On a commencé les enregistrements il y a quelques années. Elle cause pendant des heures, je l’enregistre et je transcris ses paroles mot à mot, je travaille à l’ancienne. Je crois que j’ai plus de 40 heures, soit des dizaines de pages où elle me raconte sa vie. La guerre, son mari, ses enfants, ses amants, son travail, ses trucs inavouables et pleins d’autres choses. On a arrêté il y a un moment, mais tout à l’heure, je suis allée chez elle pour lui lire Mediapart, car elle ne voit plus très bien. À la fin, j’ai allumé l’enregistreur de mon téléphone, beaucoup plus discret que le gros truc que j’avais encore il y a quelques mois, et je ne lui en ai rien dit.
C’est un peu long, mais je n’ai rien voulu enlever pour que ça reste dans son jus. Bien sûr que j’ai été choquée, voire outrée par certaines de ses pensées, mais je trouve ça important d’essayer d’entendre ces paroles d’un autre temps, ces manières d’autres siècles.

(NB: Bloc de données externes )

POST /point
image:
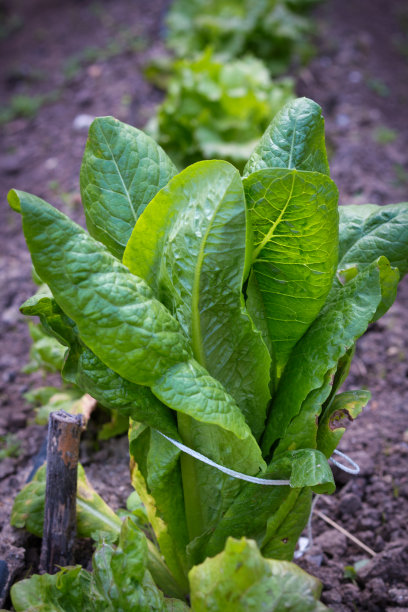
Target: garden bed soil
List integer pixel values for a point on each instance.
(359, 76)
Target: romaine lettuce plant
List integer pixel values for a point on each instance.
(276, 31)
(214, 109)
(221, 311)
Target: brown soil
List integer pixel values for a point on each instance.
(359, 76)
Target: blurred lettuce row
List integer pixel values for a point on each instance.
(217, 110)
(277, 31)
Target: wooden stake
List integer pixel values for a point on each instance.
(64, 431)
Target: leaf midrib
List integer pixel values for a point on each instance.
(273, 227)
(196, 331)
(120, 175)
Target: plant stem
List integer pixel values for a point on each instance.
(64, 431)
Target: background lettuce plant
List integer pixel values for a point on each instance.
(214, 109)
(221, 311)
(276, 31)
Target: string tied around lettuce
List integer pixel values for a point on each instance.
(354, 469)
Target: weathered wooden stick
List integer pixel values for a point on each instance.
(64, 431)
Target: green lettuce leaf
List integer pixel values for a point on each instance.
(239, 579)
(295, 225)
(275, 515)
(85, 370)
(120, 581)
(293, 140)
(119, 319)
(156, 476)
(114, 189)
(313, 361)
(345, 407)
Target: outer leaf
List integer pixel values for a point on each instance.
(241, 580)
(275, 515)
(346, 406)
(369, 231)
(285, 526)
(295, 223)
(84, 369)
(343, 319)
(294, 139)
(122, 170)
(190, 245)
(67, 591)
(115, 312)
(119, 582)
(157, 478)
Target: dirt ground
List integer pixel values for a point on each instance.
(76, 56)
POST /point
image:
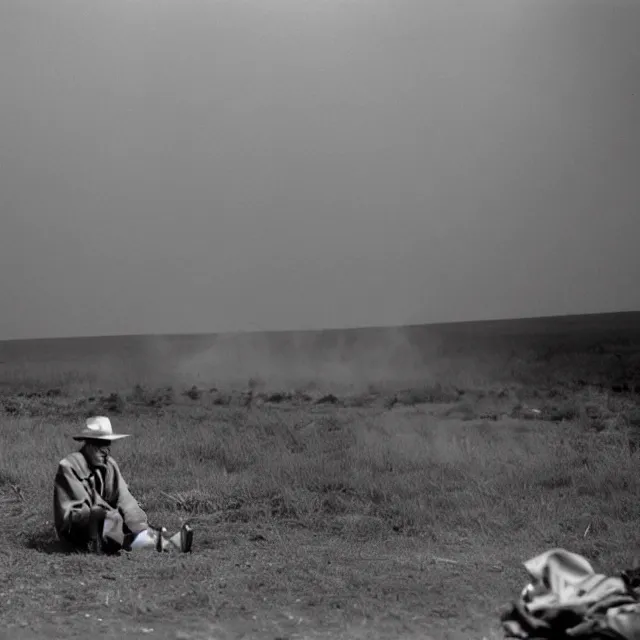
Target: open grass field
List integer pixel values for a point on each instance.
(392, 492)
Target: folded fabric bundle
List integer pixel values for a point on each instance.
(568, 599)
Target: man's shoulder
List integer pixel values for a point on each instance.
(74, 461)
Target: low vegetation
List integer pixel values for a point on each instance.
(400, 511)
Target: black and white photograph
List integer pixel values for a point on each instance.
(320, 319)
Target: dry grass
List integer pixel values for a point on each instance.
(398, 514)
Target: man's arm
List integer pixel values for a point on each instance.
(71, 502)
(134, 517)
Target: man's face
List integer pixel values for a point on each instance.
(96, 452)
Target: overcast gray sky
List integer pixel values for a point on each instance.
(213, 165)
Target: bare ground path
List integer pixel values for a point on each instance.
(241, 583)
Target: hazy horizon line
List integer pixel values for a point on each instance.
(331, 329)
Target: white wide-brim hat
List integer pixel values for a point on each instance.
(99, 428)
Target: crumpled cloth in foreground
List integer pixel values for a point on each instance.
(567, 599)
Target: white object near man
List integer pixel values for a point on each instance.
(93, 507)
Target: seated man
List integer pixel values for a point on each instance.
(93, 507)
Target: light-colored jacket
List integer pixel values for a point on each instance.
(78, 488)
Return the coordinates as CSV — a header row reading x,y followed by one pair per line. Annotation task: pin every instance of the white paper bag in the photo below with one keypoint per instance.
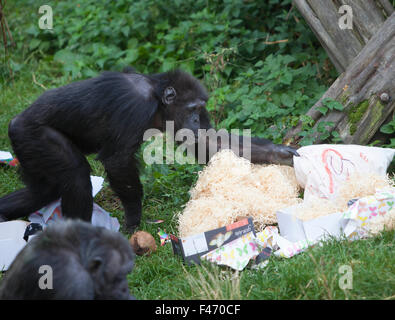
x,y
321,169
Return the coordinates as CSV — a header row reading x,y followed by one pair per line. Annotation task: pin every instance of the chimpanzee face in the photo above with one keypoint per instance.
x,y
110,276
185,104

Ça me travaille tous les jours.
Prenez votre temps pour lire tout ça, y’a du lourd !

Alors, qu’est-ce que t’en penses, comme ça ? Je lui ai demandé.
Ben j’en pense qu’il argumente très bien Miller et que ce qu’il dit est assez juste, est juste. Et que par exemple, un homme de son âge qui s’appelait P., a invité chez lui deux jeunes filles de 14 ans et s’en est suivi une plainte par le père de l’une d’elles. J’en ignorais tout jusqu’à ce que le père de l’une vienne me trouver pour me révéler toute cette affaire. Et que moi, apprenant que P. était convoqué au commissariat, j’y suis allée pour lui prêter main-forte. Parce que je me doutais bien que le récit du père, et de la fille étaient sujet à caution, bien que j’ai pensé que P. n’avait pas organisé ça de manière innocente et qu’il comptait sur sa façon d’être, son appartement, sa qualité de, pour emporter le morceau. Quel morceau, je n’en sais rien. Il avait 30 ans et elle avait 14 ans.

C’était en quelle année ?
En 68, aux alentours. À l’époque où on était ensemble et on était allé en vacances dans cette famille, en Espagne. Mais ça s’est passé à Paris dans son appartement où il a invité ces deux jeunes personnes. Comme je connaissais les difficultés de P. question sexualité, je me suis dit que bon, il compensait comme ça et que j’avais bien remarqué que la petite n’avait rien d’innocent dans sa façon de faire avec les mecs, quoi ! On sait bien comment ça se passe, comment les filles font avec les mecs.

Elles font comment ?
Je sais pas, t’as pas remarqué ? Elles aguichent, ça les amuse de les aguicher parce que c’est tellement facile.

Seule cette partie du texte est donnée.